En Italie, la sécheresse a déjà coûté 500 millions d'euros à l'agriculture. Les touristes bravent la chaleur et se rafraîchissent dans les fontaines publiques. Mais pour Pascale, une Française de Milan, la révolution estivale est ailleurs : les mammas ont remisé au placard leurs collants... Tout se perd.
Autre petite entreprise en pleine expansion du fait de la chaleur : Climpact, créée par trois chercheurs du CNRS, vend aux grands de l'agroalimentaire des « indices » et projections qui leur permettent d'ajuster leurs fabrications et leurs stocks en fonction de la température prévue. Exemple : sur le grand Sud-Est, ces mathématiciens et informaticiens ont calculé qu'une augmentation de 1 degré de la moyenne mensuelle des températures entraînait une vente supplémentaire de 1,5 million de litres de soda par mois. Grâce à cet outil statistique, les entreprises peuvent éviter les ruptures de stocks, synonymes de pénalités à payer aux distributeurs ou, pis encore, de déréférencement. Signe de l'influence du climat sur la santé de cette petite société, elle va vendre dès la rentrée des outils permettant d'anticiper sur un mois l'impact des prévisions météo sur la consommation. A l'autre bout de la chaîne technologique, les vendeurs à la sauvette du métro parisien ont trouvé leur niche commerciale : les éventails font fureur.
10. Comment font les autres ?
L'Europe sue à grosses gouttes. Grande-Bretagne, Pays-Bas, Autriche, Italie, Espagne... Du Nord au Sud, difficile d'échapper à la canicule. Et à ses morts. Plus de 80, selon un bilan provisoire. En tête de liste, la France. «Il n'est pas juste de dire que la France a plus de morts que les autres pays européens», s'insurge le directeur de l'Institut de Veille sanitaire, Gilles Brücker. Et d'expliquer ces différences statistiques par la «réactivité» du système, qui permet de connaître très vite les données de la mortalité, contrairement aux autres.
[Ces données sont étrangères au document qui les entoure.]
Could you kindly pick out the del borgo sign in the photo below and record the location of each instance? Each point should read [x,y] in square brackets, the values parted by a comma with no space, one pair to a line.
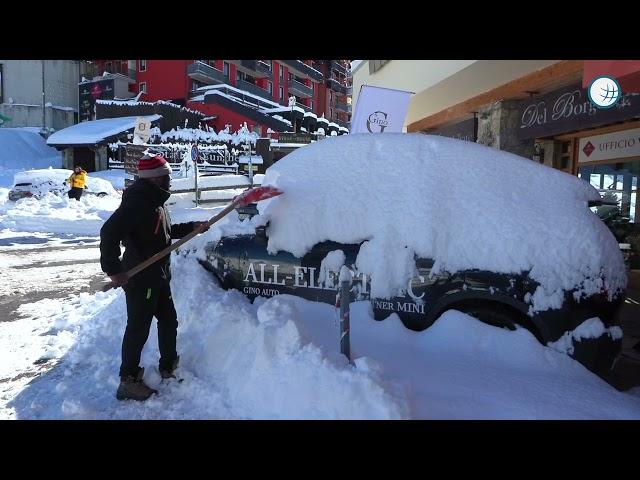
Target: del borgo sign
[610,146]
[568,110]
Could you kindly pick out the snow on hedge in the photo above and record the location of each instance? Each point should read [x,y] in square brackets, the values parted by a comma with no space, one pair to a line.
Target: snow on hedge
[23,148]
[464,205]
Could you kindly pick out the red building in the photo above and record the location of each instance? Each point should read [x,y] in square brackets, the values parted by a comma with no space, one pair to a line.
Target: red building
[321,87]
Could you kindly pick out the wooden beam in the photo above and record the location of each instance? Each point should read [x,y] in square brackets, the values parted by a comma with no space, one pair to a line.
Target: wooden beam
[556,75]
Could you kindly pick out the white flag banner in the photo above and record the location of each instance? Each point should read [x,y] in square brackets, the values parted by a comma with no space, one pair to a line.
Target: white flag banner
[380,110]
[142,130]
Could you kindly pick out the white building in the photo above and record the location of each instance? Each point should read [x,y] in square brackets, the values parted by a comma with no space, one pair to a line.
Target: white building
[22,84]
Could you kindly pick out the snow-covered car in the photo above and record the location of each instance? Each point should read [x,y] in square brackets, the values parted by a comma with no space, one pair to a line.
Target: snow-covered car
[37,183]
[427,224]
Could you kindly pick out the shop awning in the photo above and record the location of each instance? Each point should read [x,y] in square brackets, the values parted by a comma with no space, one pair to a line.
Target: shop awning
[96,132]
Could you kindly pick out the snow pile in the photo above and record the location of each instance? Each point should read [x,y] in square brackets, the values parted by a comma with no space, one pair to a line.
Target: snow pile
[463,204]
[58,214]
[42,181]
[22,148]
[238,360]
[278,358]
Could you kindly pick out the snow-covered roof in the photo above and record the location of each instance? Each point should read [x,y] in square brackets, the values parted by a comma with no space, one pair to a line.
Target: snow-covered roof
[281,109]
[355,64]
[96,131]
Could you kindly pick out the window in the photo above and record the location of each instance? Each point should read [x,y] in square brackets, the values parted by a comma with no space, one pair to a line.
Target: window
[375,65]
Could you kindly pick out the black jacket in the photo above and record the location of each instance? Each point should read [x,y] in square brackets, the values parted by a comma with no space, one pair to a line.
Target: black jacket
[143,225]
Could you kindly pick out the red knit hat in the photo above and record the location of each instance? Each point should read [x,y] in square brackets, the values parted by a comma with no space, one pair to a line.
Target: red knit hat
[152,165]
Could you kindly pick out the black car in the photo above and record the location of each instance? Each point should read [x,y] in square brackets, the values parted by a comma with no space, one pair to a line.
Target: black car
[243,263]
[468,207]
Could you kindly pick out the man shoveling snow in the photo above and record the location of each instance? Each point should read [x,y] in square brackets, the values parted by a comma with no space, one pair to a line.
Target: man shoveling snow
[143,224]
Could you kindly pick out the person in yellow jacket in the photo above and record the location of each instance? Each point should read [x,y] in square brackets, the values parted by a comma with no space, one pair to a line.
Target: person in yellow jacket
[78,181]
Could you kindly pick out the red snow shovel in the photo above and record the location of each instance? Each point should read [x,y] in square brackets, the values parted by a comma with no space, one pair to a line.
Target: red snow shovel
[252,195]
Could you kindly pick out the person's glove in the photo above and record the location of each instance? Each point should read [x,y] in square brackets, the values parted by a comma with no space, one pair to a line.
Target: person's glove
[203,226]
[119,279]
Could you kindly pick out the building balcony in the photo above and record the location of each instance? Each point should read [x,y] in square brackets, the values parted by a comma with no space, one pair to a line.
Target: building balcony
[301,69]
[338,67]
[300,89]
[343,107]
[336,86]
[204,73]
[304,107]
[255,68]
[341,123]
[251,88]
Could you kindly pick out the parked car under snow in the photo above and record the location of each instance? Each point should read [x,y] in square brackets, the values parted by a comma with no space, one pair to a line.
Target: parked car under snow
[37,183]
[427,224]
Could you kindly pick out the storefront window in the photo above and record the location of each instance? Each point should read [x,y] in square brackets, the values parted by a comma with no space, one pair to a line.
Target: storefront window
[616,182]
[618,185]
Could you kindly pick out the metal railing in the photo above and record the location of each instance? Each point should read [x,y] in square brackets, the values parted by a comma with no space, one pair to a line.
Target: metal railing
[206,73]
[300,88]
[251,88]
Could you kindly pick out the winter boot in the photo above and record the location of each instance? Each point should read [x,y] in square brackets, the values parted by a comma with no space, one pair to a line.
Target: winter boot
[133,388]
[165,374]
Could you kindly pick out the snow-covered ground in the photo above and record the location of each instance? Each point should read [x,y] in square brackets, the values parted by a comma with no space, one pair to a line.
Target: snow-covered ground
[277,358]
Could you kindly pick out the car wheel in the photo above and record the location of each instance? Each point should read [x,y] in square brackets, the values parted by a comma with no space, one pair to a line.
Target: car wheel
[491,315]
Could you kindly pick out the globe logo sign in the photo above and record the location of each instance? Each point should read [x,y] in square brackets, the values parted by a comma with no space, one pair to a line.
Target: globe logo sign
[604,92]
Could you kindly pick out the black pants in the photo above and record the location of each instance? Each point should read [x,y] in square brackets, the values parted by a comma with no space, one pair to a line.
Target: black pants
[142,305]
[76,193]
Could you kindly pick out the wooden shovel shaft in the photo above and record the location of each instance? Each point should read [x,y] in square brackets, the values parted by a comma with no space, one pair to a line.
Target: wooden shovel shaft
[166,251]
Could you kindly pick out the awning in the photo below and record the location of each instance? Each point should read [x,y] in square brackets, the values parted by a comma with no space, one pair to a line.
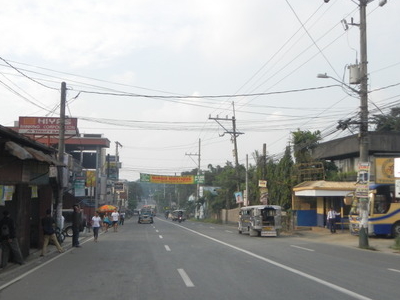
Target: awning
[324,188]
[24,153]
[17,150]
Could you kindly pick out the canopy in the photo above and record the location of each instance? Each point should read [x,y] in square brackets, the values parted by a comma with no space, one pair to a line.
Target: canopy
[107,208]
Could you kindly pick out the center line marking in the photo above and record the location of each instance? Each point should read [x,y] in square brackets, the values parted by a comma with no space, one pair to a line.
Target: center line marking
[302,248]
[185,278]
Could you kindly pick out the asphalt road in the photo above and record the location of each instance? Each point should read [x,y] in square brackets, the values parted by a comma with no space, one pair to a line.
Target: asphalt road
[191,260]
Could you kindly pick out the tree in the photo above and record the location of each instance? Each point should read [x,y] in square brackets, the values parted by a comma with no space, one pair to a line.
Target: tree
[303,143]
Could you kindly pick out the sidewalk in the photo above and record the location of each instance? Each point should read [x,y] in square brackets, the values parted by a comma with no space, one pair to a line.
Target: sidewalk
[34,259]
[345,239]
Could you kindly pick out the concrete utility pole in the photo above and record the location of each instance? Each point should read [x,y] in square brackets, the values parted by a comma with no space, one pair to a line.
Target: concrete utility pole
[61,149]
[363,202]
[198,168]
[234,134]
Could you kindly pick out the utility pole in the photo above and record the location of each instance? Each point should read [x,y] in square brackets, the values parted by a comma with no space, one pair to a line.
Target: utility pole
[363,202]
[117,144]
[234,134]
[198,168]
[61,149]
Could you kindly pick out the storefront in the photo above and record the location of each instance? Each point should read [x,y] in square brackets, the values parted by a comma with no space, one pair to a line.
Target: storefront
[312,200]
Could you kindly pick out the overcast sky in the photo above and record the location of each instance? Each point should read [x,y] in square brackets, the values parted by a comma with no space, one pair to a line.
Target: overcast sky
[118,57]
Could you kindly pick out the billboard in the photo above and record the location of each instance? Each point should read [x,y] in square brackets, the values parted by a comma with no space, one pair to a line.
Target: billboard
[165,179]
[47,125]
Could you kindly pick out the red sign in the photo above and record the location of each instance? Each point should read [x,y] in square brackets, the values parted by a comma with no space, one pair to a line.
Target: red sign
[47,125]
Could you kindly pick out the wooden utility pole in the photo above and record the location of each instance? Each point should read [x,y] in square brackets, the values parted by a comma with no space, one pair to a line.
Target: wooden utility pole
[61,149]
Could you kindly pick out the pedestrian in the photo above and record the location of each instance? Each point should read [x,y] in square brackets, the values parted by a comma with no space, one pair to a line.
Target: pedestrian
[9,241]
[115,219]
[331,219]
[121,218]
[49,225]
[76,225]
[96,223]
[106,222]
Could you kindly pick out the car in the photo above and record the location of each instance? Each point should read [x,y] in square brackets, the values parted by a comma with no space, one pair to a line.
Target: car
[145,217]
[176,213]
Sécheresse, pollution, coupures d'électricité, inondations... Les dégâts se ressemblent d'un pays à l'autre. Les Européens s'adaptent tant bien que mal à cette nouvelle donne climatique. A l'image de la Grande-Bretagne. Au pays du crachin, le record de température au mois de juillet a été battu avec un 36,3 °C dans le sud de Londres. Les Anglais modifient du coup leur comportement. Les jardins publics remplacent les classiques bégonias et géraniums par de la lavande et des cactus, moins friands en eau. Le dress code laisse également à désirer. Certaines entreprises tolèrent shorts et sandales ! Plus difficile à imaginer, 77% des employés seraient, selon un sondage, prêts à feindre la maladie pour profiter des beaux jours...
Les Espagnols, habitués aux grosses chaleurs, adaptent leur mode de vie à la période estivale. Comme dit le dicton : «Neuf mois d'hiver, trois mois d'enfer.» Madrid se vide entre 14 et 17 heures, les uns s'enfermant dans les restaurants ou boutiques climatisés, les autres ne dérogeant pas à la sieste. La vente d'éventails connaît aussi un boom sans précédent. Les hommes ne se sépareraient plus de cet accessoire très Lagerfeld...
En Italie, la sécheresse a déjà coûté 500 millions d'euros à l'agriculture. Les touristes bravent la chaleur et se rafraîchissent dans les fontaines publiques. Mais pour Pascale, une Française de Milan, la révolution estivale est ailleurs : les mammas ont remisé au placard leurs collants... Tout se perd.